Posted by ardsl sur 5 octobre 2012

Le gouvernement a annoncé la mise en place le 15 octobre 2012 d’une commission chargée de redéfinir les priorités pour la modernisation du réseau ferroviaire « soutenables financièrement« . Frédéric Cuvillier confirme le lancement du 3e appels à projets de transport collectifs en site propre au premier semestre 2013.

Une de plus ! La commission présentée par le ministre délégué aux Transports Frédéric Cuvillier, au conseil des ministres du 3 octobre, a six mois pour faire des propositions en vue d’un Schéma de la mobilité durable.

Composée de parlementaires et de personnalités qualifiées, elle devra « redéfinir les priorités, re-hiérarchiser les infrastructures pour voir comment moderniser le réseau ferroviaire« , a déclaré la porte-parole du gouvernement, Najat Vallaud-Belkacem, à l’issue du conseil des ministres.

Il faudra « faire en sorte qu’au moins 1000 kilomètres de voies ferrées par an puissent être rénovés pendant le quinquennat« , a ajouté la porte-parole qui présentait la communication du ministre délégué aux Transports.

« Trouver des formes de financement innovantes »

La Commission devra tenir compte « des impasses du Schéma national des infrastructures de transports (SNIT) » dont le gouvernement dit « hériter » et « qui prévoit 245 milliards d’euros d’investissements sur 20 à 30 ans« , a-t-elle prévenu.

« Nous allons mettre de la cohérence, de la crédibilité, nous allons proposer des formes de financements innovantes et travailler avec les collectivités territoriales », a précisé Frédéric Cuvillier à des journalistes à l’issue du conseil.

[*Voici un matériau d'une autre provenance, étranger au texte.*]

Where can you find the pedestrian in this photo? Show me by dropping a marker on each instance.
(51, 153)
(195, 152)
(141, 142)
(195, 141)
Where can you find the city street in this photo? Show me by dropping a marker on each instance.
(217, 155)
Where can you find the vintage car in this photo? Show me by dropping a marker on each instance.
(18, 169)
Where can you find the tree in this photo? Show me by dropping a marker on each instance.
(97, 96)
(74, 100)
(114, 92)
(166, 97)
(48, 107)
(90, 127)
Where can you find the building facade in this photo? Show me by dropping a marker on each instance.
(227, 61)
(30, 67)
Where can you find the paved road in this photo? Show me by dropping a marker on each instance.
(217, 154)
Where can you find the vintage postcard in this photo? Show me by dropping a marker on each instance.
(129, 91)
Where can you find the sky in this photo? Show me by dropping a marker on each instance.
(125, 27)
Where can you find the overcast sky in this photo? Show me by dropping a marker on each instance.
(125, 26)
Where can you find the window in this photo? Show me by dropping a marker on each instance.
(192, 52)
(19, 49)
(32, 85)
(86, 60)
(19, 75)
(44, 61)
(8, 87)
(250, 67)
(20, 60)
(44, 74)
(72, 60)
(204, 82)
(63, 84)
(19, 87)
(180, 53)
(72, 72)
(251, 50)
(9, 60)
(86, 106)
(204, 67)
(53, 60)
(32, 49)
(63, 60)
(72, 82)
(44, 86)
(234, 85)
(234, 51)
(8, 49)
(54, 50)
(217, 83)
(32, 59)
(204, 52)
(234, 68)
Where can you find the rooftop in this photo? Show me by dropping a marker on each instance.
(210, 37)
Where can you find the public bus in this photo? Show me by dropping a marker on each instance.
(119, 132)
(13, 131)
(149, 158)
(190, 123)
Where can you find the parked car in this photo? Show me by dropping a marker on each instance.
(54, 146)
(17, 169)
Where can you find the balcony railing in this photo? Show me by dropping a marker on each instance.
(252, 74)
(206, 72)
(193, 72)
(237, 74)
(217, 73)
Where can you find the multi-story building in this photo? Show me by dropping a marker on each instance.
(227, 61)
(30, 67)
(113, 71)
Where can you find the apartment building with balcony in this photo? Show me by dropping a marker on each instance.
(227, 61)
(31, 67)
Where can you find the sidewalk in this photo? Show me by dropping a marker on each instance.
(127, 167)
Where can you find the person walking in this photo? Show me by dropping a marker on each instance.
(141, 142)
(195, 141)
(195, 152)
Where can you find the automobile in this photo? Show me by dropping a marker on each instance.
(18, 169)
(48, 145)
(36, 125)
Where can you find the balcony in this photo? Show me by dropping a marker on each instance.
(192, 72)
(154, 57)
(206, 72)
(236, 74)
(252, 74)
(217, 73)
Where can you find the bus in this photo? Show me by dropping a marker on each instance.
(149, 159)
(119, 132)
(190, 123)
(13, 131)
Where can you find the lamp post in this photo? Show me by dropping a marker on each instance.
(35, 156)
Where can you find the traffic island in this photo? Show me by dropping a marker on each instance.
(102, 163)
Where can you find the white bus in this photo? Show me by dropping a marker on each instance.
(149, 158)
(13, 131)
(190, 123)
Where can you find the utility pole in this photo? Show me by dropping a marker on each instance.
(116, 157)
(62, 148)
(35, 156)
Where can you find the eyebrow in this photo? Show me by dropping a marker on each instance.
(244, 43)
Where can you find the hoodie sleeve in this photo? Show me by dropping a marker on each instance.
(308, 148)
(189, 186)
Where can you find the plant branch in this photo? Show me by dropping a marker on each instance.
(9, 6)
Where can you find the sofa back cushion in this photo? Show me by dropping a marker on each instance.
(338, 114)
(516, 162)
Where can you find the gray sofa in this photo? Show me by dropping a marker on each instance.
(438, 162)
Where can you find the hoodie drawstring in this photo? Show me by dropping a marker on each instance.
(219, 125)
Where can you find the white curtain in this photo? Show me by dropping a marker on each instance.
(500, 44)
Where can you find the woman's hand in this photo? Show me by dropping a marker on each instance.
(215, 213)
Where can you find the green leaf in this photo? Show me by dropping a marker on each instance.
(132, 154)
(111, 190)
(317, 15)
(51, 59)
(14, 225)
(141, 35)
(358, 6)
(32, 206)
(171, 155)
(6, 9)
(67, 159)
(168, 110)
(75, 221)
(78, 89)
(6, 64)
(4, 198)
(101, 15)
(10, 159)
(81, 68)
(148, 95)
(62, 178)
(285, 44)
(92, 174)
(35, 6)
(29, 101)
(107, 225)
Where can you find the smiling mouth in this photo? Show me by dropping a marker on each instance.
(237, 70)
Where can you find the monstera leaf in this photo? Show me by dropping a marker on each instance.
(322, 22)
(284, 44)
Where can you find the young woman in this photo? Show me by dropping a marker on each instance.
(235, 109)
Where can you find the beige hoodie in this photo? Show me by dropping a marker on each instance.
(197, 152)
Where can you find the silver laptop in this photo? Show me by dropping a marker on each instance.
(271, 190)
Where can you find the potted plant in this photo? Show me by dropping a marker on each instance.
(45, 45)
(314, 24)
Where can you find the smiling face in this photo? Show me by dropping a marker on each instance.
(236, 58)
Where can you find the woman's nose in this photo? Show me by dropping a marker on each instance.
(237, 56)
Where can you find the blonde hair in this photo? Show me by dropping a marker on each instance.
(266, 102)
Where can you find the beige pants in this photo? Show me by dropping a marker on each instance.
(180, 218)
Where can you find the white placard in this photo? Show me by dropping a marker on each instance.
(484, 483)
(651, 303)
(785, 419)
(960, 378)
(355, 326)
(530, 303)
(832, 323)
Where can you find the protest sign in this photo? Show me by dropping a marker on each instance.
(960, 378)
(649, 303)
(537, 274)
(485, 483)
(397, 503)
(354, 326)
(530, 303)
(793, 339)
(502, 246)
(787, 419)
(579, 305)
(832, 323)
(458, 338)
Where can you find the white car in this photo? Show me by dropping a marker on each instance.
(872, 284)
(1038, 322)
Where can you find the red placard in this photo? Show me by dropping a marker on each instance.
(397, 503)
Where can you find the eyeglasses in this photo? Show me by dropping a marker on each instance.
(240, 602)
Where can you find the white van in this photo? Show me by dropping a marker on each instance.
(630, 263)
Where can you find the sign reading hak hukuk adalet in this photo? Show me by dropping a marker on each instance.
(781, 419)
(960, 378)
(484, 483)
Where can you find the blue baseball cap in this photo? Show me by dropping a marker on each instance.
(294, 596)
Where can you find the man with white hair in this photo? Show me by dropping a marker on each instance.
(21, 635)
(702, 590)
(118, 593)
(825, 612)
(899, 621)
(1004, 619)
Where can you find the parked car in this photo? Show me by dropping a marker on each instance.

« Nous allons répondre à ce qui est à la fois la préoccupation des acteurs économiques mais aussi de la population, c’est-à-dire les transports du quotidien« , a-t-il ajouté. Prévu par la loi Grenelle 1, le SNIT estime à 245 milliards d’euros le montant des investissements nécessaires sur 25 ans, pour moderniser et entretenir les infrastructures existantes tout en développant de nouvelles installations.

Taxe poids lourds et 3e appel à projets TCSP

Najat Vallaud-Belkacema a d’ailleurs aussi confirmé que la taxe poids lourds s’appliquerait « comme prévue à partir de juillet 2013« . Calculée sur une base kilométrique, elle doit s’appliquer aux camions de plus 3,5 tonnes circulant sur le réseau routier national non-payant.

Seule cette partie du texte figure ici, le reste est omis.